The prevalence of shops charging customers some amount beyond their deductible to cover
“short-pays” by insurers appears to be rising, according to the CRASH Network survey in June.
Such charges are sometimes referred to as “co-pays.” Among about 350 shops around the
country responding to the survey questions related to co-pays, about 1 in 3 (32%) said they
“never or only very rarely” charge one, but that was down from about 40% who said that in a
2023 survey. At the other end of the spectrum, 29% said they “routinely” or “always or close to
always” charge customers a co-pay, about the same as last year. Among shops who said they
routinely or nearly always charge customers some amount beyond their deductible to cover
“short-pays” by insurers, about half said an insurer’s unwillingness to pay the shop’s rates for
labor or materials was the most common cause.

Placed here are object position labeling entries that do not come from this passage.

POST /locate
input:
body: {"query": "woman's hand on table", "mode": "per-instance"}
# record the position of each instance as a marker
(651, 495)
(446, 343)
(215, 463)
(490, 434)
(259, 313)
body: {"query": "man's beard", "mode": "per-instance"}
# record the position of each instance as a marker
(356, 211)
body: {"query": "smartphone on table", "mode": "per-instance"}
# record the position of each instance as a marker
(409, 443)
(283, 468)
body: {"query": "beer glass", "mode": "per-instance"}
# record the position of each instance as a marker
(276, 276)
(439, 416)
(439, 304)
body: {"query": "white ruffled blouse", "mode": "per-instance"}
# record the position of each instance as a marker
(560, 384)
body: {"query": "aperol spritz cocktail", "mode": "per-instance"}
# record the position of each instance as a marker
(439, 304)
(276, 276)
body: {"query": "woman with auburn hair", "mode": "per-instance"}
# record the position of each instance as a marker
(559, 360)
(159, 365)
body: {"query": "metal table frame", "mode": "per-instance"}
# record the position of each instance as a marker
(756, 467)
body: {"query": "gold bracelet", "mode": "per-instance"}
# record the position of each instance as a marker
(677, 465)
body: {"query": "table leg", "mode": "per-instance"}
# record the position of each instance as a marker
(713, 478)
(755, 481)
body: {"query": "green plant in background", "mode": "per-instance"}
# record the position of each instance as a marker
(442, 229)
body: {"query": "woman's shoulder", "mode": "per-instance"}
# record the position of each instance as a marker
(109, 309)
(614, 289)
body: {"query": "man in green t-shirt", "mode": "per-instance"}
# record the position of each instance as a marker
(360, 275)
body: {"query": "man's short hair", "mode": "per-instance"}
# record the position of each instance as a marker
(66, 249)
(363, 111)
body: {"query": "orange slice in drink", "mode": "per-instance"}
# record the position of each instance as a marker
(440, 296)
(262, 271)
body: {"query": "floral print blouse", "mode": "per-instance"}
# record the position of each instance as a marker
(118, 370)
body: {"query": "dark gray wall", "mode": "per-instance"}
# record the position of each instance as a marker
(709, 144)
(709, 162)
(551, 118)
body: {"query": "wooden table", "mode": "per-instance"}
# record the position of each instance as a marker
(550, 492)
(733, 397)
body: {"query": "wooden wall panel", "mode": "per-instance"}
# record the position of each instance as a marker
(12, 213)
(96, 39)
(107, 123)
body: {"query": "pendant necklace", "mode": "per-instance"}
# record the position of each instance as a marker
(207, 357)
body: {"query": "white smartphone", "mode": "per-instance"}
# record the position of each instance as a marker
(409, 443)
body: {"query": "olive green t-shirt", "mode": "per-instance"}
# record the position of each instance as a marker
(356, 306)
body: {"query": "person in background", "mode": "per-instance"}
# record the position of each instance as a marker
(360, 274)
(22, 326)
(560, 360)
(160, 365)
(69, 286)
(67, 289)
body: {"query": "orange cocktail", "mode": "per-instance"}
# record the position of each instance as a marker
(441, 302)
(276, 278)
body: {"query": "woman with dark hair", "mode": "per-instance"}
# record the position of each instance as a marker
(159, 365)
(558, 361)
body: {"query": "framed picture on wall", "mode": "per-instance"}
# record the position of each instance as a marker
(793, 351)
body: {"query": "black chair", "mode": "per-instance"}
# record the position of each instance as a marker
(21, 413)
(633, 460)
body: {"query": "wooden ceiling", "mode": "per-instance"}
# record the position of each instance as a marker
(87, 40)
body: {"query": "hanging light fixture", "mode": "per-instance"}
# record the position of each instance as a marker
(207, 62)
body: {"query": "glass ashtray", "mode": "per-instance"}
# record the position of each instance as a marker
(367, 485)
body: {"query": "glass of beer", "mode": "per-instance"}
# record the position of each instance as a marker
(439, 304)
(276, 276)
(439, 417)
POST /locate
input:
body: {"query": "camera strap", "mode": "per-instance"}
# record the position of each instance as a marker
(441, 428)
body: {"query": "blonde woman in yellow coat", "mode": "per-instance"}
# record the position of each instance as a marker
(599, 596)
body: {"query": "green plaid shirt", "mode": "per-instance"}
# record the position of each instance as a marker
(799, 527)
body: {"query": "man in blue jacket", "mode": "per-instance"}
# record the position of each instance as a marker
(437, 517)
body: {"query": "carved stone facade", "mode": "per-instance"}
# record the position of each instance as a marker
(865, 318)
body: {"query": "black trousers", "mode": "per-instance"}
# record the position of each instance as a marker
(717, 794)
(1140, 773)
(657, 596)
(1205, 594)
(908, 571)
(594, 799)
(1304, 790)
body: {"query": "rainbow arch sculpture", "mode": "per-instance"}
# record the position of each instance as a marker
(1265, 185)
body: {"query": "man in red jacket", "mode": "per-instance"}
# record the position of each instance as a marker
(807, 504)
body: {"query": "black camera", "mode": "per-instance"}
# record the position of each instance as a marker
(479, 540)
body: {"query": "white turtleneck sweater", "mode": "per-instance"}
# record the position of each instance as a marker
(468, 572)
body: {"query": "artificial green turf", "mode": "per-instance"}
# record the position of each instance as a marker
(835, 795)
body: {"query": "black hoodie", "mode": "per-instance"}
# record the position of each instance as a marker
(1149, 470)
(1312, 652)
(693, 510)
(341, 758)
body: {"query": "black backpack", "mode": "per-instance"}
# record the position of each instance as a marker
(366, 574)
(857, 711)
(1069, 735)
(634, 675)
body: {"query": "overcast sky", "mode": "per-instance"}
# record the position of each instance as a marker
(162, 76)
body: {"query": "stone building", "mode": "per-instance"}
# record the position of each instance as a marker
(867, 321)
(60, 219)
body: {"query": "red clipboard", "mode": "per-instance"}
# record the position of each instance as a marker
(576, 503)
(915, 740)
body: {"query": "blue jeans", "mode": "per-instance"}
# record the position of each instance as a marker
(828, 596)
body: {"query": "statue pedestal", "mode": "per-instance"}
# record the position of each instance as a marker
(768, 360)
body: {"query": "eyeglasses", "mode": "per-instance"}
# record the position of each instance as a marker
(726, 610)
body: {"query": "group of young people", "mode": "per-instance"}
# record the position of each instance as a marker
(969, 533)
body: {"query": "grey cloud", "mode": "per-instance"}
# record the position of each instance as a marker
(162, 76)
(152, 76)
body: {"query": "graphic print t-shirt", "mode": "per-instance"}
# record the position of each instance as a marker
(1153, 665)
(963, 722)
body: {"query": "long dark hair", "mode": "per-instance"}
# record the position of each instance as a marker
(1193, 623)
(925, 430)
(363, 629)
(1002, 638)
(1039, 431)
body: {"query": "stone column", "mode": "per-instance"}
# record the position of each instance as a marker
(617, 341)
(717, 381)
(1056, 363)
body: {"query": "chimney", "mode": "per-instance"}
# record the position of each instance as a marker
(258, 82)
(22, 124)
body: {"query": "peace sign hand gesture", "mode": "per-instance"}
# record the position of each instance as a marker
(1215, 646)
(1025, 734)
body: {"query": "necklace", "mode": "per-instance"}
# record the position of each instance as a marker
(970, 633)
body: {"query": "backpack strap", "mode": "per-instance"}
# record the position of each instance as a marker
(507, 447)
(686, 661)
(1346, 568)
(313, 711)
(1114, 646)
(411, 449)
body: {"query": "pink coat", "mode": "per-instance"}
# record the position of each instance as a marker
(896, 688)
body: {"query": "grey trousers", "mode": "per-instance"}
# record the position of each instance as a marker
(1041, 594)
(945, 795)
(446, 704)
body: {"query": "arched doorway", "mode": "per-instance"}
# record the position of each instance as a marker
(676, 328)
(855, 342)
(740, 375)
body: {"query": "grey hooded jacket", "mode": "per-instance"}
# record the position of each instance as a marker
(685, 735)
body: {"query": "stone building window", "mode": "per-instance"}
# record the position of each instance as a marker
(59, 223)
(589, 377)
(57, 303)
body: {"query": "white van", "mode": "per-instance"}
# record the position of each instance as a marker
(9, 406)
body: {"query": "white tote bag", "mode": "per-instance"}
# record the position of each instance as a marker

CRASH Network’s “Collision Industry Business
Perspectives” survey in June found that about 1 in 5 of these shops (21%) cited an insurer’s
unwillingness to pay for OEM repair procedures, and about 1 in 10 (11%) pointed to a
customer’s preference for using OEM parts.

The percentage of shops being paid regularly by eight large national insurers for the destructive
testing of welds prior to welding on a vehicle has reached a new high this year, according to the
“Who Pays For What” survey conducted this spring.